The Air Force investigating team “found a religious climate that does not involve overt religious discrimination, but a failure to fully accommodate all members’ needs and a lack of awareness over where the line is drawn between permissible and impermissible expression of beliefs.”

The report commends progress at the academy during the past two years, but notes that commanders and supervisors still need more explicit guidelines regarding religious expression.

Anyone who doubts the wisdom of this recommendation need only read the report’s section describing the investigating team’s meeting with 16 coaches. Several seemed utterly at sea in terms of how and whether they can discuss religion, with one saying “he leads his team in prayer and invokes Jesus’ name regularly.”

AFA report: critical but fair

Most of these government investigations lead to blathering and posturing in Congress as each party tries to capitalize on the results. It happened this week when Rep. David Obey (D-WI) offered an amendment to the military appropriations bill calling on the secretary of the Air Force to “develop a plan to ensure that the Air Force Academy maintains a climate free from coercive intimidation and inappropriate proselytizing” which was what the report recommended.

Most reasonable people would see Obey trying to uphold religious liberty but instead, as is the usual GOP motive, Rep. John Hostettler (R-Ind.) accused the Democrats of waging war on Christianity. He said on the floor of the House:

“The long war on Christianity in America continues today on the floor of the United States House of Representatives. It continues unabated with aid and comfort to those who would eradicate any vestige of our Christian heritage being supplied by the usual suspects, the Democrats. Like moths to a flame, Democrats can’t help themselves when it comes to denigrating and demonizing Christians.”

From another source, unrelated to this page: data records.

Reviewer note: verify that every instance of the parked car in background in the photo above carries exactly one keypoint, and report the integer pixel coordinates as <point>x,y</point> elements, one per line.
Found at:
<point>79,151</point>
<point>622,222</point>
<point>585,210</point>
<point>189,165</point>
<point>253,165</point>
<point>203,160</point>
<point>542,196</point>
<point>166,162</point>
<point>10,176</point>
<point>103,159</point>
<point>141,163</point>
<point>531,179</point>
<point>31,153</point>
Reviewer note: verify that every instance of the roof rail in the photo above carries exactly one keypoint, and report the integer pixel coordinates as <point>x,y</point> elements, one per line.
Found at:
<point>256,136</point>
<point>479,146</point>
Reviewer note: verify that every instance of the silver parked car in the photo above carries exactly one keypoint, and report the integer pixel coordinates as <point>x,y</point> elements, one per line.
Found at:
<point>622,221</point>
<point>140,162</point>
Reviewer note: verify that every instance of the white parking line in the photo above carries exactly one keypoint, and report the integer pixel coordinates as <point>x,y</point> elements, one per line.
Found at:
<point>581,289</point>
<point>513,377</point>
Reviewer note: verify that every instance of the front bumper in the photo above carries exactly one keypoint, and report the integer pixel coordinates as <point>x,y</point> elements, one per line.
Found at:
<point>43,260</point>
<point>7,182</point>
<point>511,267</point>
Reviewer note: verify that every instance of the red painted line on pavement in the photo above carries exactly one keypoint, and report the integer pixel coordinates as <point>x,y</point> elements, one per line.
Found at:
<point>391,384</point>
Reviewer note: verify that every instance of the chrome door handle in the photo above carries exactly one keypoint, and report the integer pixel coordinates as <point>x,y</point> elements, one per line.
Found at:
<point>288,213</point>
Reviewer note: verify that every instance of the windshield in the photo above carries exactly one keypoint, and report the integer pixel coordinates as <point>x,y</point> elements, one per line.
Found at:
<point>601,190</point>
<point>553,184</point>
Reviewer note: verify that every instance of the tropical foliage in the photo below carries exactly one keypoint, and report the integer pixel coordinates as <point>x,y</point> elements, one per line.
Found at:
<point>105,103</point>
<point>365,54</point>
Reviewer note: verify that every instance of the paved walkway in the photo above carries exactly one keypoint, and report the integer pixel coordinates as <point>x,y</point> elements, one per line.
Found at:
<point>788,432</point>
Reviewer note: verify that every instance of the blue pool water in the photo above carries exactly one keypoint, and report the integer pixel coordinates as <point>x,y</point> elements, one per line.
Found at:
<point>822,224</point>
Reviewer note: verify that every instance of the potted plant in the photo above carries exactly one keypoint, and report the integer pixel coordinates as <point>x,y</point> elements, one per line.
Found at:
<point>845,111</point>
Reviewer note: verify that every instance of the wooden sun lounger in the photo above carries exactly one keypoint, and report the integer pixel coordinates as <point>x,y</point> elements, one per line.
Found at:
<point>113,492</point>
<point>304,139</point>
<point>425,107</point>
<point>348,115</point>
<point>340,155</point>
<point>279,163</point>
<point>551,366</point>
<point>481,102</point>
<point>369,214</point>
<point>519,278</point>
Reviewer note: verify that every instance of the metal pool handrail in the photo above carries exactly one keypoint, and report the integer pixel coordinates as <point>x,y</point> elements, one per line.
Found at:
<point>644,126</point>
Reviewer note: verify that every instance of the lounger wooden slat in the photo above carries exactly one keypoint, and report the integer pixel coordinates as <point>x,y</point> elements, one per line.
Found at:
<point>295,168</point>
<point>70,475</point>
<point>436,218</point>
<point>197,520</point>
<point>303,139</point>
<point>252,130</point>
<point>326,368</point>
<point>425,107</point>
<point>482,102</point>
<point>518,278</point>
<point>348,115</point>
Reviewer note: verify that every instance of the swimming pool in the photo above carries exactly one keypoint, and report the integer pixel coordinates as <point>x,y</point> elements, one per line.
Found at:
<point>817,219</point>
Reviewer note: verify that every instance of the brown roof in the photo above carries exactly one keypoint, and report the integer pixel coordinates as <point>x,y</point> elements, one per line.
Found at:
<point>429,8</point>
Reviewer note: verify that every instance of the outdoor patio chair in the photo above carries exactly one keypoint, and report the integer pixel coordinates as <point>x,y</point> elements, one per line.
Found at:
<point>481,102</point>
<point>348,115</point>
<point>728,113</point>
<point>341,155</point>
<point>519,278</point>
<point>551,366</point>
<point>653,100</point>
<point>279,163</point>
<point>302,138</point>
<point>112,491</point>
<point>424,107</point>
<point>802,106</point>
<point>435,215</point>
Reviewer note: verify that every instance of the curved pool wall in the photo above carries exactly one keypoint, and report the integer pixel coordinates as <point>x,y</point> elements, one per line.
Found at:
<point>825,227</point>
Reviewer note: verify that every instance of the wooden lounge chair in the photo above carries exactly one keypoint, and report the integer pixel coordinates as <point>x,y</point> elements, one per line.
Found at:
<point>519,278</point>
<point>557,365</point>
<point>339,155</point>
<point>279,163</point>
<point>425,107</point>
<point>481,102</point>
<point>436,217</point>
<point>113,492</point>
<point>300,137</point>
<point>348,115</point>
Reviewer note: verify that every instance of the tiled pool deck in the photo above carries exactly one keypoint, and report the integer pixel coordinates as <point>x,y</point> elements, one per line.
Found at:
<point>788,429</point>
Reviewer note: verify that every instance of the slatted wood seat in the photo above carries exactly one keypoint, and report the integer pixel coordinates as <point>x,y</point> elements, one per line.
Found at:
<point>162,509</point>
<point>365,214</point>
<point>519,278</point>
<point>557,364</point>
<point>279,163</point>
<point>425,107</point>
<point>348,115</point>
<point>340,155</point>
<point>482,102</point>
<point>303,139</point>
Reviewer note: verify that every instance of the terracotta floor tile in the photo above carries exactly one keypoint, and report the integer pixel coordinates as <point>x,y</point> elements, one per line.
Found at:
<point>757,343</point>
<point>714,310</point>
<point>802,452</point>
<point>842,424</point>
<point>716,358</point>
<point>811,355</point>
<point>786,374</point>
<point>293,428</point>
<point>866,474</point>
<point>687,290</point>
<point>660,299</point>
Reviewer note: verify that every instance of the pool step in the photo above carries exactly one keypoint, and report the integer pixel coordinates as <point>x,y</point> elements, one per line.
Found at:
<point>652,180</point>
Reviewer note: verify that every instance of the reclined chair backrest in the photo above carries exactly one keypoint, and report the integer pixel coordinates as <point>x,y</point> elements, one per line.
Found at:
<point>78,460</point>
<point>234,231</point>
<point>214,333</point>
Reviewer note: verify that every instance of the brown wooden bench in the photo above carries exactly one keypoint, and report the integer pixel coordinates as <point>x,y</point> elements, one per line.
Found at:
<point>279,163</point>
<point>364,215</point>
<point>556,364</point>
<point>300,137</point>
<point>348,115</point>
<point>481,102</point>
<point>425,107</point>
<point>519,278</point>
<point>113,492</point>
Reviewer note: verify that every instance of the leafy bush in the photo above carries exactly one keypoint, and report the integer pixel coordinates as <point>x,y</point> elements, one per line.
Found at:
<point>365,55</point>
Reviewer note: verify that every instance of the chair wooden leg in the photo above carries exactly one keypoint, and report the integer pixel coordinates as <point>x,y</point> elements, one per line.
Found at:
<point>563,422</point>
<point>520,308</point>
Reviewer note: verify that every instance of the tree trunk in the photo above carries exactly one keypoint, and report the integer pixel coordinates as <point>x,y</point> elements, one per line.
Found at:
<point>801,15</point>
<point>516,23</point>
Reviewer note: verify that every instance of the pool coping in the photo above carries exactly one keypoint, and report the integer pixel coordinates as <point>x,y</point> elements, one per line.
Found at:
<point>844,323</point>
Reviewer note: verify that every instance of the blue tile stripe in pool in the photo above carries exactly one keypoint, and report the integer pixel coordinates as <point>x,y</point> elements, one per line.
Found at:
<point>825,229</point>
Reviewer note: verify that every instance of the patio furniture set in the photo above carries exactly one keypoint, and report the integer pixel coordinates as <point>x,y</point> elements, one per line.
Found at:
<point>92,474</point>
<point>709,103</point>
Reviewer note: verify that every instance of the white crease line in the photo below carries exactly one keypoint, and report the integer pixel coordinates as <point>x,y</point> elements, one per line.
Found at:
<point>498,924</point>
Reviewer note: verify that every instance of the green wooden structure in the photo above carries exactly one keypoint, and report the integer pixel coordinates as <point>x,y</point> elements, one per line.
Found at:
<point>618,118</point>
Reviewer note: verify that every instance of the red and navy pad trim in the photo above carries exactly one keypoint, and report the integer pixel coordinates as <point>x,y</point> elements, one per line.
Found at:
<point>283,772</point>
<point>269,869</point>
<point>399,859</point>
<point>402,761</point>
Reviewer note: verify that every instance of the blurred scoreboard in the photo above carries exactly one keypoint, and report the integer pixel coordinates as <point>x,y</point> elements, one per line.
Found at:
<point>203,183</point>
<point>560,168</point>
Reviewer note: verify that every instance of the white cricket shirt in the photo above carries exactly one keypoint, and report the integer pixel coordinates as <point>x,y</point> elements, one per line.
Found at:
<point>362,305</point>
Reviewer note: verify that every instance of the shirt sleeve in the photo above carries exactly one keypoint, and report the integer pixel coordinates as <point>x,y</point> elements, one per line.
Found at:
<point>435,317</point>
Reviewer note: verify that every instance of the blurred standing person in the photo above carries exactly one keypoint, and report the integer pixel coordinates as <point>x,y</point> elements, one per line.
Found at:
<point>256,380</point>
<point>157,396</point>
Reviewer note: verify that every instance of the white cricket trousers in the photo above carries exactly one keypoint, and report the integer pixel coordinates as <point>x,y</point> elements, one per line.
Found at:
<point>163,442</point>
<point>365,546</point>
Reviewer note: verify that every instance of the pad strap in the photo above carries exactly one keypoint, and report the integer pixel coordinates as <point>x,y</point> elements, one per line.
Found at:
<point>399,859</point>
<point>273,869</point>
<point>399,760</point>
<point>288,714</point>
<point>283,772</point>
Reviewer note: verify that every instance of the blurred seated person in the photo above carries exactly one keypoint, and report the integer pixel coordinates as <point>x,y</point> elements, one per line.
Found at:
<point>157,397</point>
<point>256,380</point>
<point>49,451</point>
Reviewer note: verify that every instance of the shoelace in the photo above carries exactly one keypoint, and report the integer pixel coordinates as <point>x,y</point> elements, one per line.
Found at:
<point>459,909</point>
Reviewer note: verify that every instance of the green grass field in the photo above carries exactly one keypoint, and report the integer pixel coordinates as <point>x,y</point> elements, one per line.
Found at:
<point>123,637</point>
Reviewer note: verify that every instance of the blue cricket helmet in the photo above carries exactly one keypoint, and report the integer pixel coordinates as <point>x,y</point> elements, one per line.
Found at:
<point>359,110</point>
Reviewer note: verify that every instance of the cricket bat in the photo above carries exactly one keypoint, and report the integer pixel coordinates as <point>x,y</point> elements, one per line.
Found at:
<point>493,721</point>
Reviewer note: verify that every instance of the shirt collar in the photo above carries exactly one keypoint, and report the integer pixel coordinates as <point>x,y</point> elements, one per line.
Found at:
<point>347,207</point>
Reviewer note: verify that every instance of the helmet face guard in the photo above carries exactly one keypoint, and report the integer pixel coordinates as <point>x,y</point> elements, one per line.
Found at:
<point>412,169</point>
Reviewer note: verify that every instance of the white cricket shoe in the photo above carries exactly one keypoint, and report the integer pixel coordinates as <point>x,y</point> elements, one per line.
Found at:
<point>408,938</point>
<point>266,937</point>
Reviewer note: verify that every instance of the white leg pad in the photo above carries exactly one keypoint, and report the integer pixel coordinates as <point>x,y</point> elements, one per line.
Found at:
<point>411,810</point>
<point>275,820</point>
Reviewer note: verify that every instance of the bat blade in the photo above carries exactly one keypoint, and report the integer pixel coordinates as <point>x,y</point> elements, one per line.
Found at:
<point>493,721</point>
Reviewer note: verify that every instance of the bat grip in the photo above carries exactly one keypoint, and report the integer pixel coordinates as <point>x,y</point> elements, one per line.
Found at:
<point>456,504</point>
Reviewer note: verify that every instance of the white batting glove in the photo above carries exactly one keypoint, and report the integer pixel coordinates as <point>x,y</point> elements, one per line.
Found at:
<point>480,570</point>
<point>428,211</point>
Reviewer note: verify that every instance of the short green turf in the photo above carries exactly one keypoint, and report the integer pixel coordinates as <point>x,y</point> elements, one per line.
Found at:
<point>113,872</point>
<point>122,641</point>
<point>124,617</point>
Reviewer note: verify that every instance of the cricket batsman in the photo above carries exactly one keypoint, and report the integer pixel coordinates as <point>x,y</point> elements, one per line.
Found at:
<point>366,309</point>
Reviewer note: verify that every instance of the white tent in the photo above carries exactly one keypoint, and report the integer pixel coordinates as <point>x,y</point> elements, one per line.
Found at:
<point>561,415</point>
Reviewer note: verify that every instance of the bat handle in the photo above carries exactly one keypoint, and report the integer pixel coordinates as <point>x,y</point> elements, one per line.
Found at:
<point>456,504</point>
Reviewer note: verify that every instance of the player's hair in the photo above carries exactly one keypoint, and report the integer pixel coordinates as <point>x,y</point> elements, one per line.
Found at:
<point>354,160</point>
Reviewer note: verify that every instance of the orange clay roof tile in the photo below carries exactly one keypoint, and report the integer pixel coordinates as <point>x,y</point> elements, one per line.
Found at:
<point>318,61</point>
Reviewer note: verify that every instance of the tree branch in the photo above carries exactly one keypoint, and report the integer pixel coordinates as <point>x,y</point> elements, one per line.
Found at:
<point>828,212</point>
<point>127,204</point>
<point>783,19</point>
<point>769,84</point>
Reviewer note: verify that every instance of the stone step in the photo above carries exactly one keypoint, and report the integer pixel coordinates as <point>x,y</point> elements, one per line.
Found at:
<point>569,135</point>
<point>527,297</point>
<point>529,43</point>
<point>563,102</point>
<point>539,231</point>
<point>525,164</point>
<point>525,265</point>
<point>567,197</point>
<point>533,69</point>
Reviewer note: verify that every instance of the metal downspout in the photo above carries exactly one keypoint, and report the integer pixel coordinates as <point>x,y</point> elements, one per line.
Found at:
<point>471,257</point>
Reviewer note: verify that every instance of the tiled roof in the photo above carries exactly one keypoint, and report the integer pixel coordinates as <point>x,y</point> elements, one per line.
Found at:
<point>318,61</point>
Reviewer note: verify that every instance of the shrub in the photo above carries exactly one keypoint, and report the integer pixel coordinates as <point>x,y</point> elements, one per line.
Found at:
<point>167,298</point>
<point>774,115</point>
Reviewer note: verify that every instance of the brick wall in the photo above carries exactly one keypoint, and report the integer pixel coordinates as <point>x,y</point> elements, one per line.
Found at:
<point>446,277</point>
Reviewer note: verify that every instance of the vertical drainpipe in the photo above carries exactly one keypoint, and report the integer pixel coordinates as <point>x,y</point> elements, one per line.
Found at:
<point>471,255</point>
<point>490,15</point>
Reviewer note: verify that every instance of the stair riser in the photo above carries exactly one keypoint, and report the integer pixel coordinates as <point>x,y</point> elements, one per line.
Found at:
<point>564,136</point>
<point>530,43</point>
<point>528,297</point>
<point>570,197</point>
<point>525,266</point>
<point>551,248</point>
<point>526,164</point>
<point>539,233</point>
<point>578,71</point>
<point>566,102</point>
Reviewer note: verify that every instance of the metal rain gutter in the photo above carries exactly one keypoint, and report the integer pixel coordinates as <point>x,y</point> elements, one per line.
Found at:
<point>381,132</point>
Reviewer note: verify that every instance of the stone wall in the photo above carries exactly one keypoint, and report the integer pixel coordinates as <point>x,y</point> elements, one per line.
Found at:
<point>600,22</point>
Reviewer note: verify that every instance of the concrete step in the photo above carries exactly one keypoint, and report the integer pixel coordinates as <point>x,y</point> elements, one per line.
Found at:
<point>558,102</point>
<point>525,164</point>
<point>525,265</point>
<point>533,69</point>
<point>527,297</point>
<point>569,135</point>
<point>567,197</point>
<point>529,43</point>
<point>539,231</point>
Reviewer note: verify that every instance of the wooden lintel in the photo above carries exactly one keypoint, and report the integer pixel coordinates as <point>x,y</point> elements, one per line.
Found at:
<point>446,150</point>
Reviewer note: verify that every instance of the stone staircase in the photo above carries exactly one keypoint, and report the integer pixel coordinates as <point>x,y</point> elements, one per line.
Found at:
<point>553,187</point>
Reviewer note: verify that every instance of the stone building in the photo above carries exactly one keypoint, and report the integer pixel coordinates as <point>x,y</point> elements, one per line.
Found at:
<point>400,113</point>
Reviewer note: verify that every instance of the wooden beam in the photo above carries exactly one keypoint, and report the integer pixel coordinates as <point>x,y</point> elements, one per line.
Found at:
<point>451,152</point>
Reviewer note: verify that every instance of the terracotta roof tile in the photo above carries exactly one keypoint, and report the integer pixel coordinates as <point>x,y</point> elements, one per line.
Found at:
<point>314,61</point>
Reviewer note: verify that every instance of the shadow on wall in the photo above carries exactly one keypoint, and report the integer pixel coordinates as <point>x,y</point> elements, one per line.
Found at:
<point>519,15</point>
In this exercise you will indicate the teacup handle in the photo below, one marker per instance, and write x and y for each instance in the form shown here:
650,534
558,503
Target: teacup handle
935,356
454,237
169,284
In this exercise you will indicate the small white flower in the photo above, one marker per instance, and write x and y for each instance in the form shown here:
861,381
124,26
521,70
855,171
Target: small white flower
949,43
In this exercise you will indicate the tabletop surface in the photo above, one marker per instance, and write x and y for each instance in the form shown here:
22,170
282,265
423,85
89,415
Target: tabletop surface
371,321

Hostettler’s remarks are for lack of better words – damn stinking lies. There is no war on Christianity in America. No one is trying to “eradicate any vestige of our Christian heritage” (whatever that means). Obey’s amendment was to support religious liberty at the school – nothing more.

If Hostettler’s remarks were off the wall, another Republican made even more shocking remarks:

Rep. Mike Conaway of Texas, said: “I, too, am a Christian, and one of the basic tenets of my faith is that I must share that faith. I am instructed to go and tell. And the going and telling of that involves looking someone face to face and explaining the tenets of my religion, one of which is a heaven and a hell.

“If I were to do that at the Air Force Academy, then I could be accused of abusive and coercive proselytizing and be charged, and that is not the case.”

Obey angrily rejected that claim, saying the issue was coercion by officers and supervisors, not religious free speech.

“No one is objecting to anyone trying to talk about religion,” the Wisconsin Democrat said. “What they are objecting to is the malicious and mean-spirited attacking of other people for the religious views that they do or do not hold.”

In the debate, Hostettler also suggested that “proselytization” really means “forced conversion” to Christianity, and that no such “proselytization” has occurred at the school.

Air Force Debate Turns White Hot

No, Rep. Hostettler, “proselytization” doesn’t mean “forced conversion”. It is the “going and telling” someone about your faith even if they don’t want to hear it. It is the act of telling someone about your faith and trying to convert them which is what the officers and supervisors did at the Academy and what the Air Force report found.

Military members have a right to express their religious views but not in a coercive manner as happened at the Academy.